Mais avant qu'Aidan n'ait eu le temps de comprendre ce que voulait dire sa cousine, Sofia se hissa sur la banquette du fiacre, monta sur le toit puis s'accrocha aux grilles.
-Non Sofia, ne fais pas ça ! Sofia, arrête !
Mais Sofia avait déjà passé ses jambes de l'autre côté de la grille et venait de sauter sur la pelouse du Parliament Square. A peine ses pieds avaient-ils atteri au sol qu'elle courut à toute vitesse vers les portes en chêne du Palais de Westminster.
Aidan savait qu'il était trop tard pour arrêter sa cousine. Il n'avait donc plus d'autres choix que de retourner voir les gardes et de les distraire afin de s'assurer que leur regard ne se tourneraient pas vers Sofia, ce qu'il s'empressa alors de faire. Sa distraction fonctionna car aucun des gardes ne vit Sofia pénétrer à l'intérieur du Parlement.
Sofia se trouvait à présent dans le Palais de Westminster. Le lieu le plus important au monde ! Car c’était en son sein qu’étaient élues les lois régissant le gouvernement britannique. Et celui-ci ayant étendu son pouvoir sur plus du quart du globe, son impact était des plus capitales pour l’avenir de centaines de millions de personnes.

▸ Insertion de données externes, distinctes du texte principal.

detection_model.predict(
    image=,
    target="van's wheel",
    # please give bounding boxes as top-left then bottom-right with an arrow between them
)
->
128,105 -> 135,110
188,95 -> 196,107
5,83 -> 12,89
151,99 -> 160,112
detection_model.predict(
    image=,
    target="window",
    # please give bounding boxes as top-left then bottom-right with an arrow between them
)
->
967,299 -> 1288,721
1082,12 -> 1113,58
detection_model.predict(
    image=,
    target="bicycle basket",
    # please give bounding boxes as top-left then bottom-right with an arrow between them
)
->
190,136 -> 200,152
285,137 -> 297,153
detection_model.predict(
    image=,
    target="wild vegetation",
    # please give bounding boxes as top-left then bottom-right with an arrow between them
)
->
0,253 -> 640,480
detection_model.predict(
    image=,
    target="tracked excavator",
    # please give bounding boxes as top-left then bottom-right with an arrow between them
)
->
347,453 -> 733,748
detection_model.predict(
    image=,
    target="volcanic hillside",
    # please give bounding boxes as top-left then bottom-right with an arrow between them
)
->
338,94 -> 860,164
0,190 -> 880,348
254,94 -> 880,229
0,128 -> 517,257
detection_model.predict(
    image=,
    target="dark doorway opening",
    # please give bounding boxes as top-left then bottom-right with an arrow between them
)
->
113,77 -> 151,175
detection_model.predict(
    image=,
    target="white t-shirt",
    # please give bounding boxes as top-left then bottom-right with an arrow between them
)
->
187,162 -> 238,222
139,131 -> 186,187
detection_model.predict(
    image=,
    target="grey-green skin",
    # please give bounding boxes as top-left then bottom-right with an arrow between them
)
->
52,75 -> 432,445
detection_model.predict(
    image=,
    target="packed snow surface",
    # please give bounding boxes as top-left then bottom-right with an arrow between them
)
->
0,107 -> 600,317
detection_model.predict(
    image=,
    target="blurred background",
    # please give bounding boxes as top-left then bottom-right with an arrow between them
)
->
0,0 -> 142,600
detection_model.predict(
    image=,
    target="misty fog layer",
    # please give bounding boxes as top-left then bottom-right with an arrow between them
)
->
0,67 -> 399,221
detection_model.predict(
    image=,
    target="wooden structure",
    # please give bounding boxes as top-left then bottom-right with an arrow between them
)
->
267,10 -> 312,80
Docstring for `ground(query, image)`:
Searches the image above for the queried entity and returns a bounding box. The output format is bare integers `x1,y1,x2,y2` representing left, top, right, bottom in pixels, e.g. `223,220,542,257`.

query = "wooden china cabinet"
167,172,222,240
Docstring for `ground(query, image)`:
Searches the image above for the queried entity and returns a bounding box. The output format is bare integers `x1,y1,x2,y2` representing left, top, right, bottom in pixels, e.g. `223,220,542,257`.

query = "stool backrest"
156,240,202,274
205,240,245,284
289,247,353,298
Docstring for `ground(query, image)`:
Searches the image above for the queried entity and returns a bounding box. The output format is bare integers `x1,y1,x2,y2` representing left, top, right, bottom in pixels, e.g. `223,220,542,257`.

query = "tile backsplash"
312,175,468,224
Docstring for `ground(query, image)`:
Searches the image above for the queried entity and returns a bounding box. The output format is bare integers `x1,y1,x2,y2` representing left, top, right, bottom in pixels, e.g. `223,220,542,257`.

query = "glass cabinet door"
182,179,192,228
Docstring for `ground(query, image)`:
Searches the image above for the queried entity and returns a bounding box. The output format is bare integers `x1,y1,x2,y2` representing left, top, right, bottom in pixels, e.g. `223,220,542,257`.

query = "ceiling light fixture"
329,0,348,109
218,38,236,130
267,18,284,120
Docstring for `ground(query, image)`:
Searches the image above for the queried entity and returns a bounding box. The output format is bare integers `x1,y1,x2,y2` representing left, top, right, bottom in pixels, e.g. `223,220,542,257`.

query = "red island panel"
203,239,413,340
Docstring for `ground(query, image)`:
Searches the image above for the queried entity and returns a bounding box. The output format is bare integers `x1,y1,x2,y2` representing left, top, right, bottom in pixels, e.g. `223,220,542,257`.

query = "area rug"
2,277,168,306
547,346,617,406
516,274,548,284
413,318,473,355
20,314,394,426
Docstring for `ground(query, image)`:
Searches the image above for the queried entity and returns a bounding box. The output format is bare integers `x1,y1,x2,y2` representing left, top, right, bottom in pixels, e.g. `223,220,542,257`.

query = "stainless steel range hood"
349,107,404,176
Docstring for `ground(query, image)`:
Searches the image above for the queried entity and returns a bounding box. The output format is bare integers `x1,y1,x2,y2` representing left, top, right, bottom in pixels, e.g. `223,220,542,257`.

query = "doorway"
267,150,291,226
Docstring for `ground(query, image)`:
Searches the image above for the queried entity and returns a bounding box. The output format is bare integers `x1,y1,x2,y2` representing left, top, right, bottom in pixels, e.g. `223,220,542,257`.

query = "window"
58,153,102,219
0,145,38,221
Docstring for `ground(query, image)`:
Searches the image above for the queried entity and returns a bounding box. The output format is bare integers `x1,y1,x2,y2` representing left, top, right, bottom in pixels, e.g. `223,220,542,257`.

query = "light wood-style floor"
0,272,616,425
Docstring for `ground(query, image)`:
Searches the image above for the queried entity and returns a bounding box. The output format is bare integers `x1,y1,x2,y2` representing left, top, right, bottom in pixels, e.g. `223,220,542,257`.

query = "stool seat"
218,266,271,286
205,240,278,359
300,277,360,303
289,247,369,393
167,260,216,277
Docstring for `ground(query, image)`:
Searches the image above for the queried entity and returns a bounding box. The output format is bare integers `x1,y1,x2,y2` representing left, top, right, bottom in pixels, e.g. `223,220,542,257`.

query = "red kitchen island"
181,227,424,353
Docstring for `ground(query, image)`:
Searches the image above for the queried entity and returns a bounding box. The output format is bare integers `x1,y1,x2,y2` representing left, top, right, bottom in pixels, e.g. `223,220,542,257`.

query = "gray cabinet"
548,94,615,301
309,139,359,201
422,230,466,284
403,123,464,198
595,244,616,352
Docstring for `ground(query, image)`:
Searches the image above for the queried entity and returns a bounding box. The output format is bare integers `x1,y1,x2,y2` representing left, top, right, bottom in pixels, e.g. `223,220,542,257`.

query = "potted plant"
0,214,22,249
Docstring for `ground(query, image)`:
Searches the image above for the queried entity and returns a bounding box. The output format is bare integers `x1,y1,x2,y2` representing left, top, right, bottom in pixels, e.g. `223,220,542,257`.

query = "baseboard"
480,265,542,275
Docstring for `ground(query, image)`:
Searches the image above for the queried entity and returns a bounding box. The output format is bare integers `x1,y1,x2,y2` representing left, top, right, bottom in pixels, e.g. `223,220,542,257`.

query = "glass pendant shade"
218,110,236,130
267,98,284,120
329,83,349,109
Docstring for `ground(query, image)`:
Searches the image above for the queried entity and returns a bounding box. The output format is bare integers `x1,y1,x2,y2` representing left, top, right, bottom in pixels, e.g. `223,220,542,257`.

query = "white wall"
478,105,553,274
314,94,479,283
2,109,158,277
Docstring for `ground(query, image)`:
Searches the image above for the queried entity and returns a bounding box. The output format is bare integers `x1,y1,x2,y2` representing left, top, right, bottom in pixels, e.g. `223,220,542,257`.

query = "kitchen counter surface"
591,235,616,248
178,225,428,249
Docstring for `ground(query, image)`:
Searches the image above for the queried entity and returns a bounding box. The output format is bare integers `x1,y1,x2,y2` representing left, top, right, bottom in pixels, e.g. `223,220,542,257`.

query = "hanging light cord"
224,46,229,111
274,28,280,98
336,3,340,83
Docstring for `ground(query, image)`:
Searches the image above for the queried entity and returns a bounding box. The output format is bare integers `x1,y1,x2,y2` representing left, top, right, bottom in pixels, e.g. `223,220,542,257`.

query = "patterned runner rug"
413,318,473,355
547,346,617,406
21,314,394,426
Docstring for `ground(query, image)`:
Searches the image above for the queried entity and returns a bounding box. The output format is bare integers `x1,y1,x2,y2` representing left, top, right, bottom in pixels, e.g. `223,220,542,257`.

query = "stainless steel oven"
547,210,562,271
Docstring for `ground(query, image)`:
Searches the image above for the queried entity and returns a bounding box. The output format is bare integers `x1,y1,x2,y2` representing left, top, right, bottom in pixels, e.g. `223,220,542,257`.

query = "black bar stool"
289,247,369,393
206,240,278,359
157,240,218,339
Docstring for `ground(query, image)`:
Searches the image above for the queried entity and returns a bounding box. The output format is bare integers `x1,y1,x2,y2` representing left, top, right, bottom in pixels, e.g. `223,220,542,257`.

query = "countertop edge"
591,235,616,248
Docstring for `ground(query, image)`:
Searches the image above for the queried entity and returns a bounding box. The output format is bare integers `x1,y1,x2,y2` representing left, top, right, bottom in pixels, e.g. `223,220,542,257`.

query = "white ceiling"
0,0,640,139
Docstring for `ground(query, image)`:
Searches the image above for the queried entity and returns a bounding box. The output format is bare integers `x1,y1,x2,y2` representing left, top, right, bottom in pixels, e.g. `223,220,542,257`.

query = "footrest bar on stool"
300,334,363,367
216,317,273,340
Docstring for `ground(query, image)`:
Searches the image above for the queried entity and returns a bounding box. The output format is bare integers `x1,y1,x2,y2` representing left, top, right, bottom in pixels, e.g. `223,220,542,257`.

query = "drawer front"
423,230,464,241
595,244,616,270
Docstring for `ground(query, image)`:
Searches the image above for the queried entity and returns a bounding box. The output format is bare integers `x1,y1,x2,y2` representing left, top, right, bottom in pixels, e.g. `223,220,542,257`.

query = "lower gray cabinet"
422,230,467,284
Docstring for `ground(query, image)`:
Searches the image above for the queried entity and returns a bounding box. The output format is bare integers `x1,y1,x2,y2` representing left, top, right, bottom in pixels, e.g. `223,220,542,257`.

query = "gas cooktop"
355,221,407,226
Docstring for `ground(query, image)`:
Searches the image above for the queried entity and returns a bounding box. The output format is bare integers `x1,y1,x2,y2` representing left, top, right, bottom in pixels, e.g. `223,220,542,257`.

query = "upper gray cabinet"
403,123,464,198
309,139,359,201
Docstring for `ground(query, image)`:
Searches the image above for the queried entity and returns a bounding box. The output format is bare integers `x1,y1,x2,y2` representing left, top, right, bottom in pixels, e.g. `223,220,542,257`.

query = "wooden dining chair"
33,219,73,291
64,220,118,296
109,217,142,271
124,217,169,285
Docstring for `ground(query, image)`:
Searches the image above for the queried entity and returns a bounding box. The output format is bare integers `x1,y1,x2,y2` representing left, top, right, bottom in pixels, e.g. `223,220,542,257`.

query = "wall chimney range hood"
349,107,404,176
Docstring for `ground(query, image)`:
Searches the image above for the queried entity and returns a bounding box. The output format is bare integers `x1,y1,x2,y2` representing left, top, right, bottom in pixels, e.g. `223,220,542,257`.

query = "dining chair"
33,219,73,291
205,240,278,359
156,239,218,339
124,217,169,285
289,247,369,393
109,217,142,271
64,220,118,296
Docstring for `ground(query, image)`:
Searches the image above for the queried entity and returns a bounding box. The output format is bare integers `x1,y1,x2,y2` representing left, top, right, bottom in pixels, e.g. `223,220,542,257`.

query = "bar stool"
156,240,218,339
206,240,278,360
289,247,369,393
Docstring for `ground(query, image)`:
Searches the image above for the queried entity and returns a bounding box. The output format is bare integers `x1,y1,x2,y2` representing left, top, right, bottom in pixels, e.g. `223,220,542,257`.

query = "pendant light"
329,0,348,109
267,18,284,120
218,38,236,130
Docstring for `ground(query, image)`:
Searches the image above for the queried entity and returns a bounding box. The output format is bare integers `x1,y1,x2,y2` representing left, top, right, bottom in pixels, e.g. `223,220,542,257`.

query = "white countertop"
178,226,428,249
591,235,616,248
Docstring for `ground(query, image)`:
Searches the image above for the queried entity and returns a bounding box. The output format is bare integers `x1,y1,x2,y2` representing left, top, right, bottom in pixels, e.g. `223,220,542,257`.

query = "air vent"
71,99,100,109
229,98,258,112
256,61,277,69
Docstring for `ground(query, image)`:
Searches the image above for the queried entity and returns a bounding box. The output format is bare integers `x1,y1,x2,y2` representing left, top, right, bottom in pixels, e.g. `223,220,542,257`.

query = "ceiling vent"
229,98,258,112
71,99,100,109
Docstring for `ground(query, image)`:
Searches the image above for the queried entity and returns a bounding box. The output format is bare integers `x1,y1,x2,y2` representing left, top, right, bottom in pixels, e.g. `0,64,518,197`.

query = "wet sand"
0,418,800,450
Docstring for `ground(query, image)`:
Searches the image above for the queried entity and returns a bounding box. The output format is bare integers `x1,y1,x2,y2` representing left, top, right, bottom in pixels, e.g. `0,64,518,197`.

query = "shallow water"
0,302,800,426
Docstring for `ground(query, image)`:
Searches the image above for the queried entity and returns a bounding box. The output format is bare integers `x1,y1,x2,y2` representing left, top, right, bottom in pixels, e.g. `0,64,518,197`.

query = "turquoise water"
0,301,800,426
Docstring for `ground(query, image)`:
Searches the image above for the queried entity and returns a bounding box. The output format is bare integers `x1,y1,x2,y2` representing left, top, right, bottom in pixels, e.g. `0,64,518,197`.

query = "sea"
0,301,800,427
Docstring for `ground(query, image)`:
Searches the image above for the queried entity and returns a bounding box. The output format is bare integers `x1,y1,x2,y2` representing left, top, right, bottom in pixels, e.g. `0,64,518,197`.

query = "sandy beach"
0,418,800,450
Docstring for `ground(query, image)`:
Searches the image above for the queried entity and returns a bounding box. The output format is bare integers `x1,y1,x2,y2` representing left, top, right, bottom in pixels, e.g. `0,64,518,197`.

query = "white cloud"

Au rythme d’une cadence effrénée et d’une respiration hachée, Sofia traversa les innombrables grandes pièces du palais, tapissées de peintures murales représentatives d’évènement historiques et d’ornements obséquieux, ses pas empressés se répercutant en écho contre les parois des murs. Tout en continuant de courir, la pile de feuilles emprisonnée entre son torse et son coude, Sofia jeta des regards de tous les côtés afin de pouvoir apercevoir une horloge qui lui indiquerait l'heure qu'il était. Elle ignorait depuis combien de temps elle courait à en perdre haleine. Plus les secondes s'égrenaient, plus l'angoisse montait en elle. Etait-il déjà trop tard ? Gladstone était-il déjà rentré dans la Chambre des Lords et...Gladstone !
Il...Il était là !
Près d’un immense tableau aux bordures dorées et d’une table où trônait un vase remplie de roses rouges et noires se trouvait un grand homme vêtu d’une robe de parlementaire. C’était William Ewart Gladstone. Le chef des libéraux. Le Chancelier de l’Echiquier. L’ancien Premier ministre.
Sofia eut du mal à réaliser qu’elle se trouvait devant cet homme qui demeurait l’une des personnalités les plus emblématiques de Grande-Bretagne. C'était tout simplement invraisemblable. Mais elle n’avait pas le temps d’écumer son sentiment impressionné. Le temps pressait.
Tandis que Sofia se précipitait vers Gladstone, ce dernier se tourna vers elle, alerté par le bruit de pas.
-Euh…Bonjour Mr Gladstone…dit Sofia, complètement essoufflée et la gorge brûlante…c’est très long à…à vous expliquer. Lord Connors a connu un…un petit problème et n’a pas été en mesure…de se rendre à la Chambre aujourd’hui...Voici le discours… (elle marqua une pause de quelques secondes afin de retrouver légèrement son souffle) …voici le discours qu’il a rédigé à l’atten...à l'attention de la loi qui doit être votée aujourd’hui.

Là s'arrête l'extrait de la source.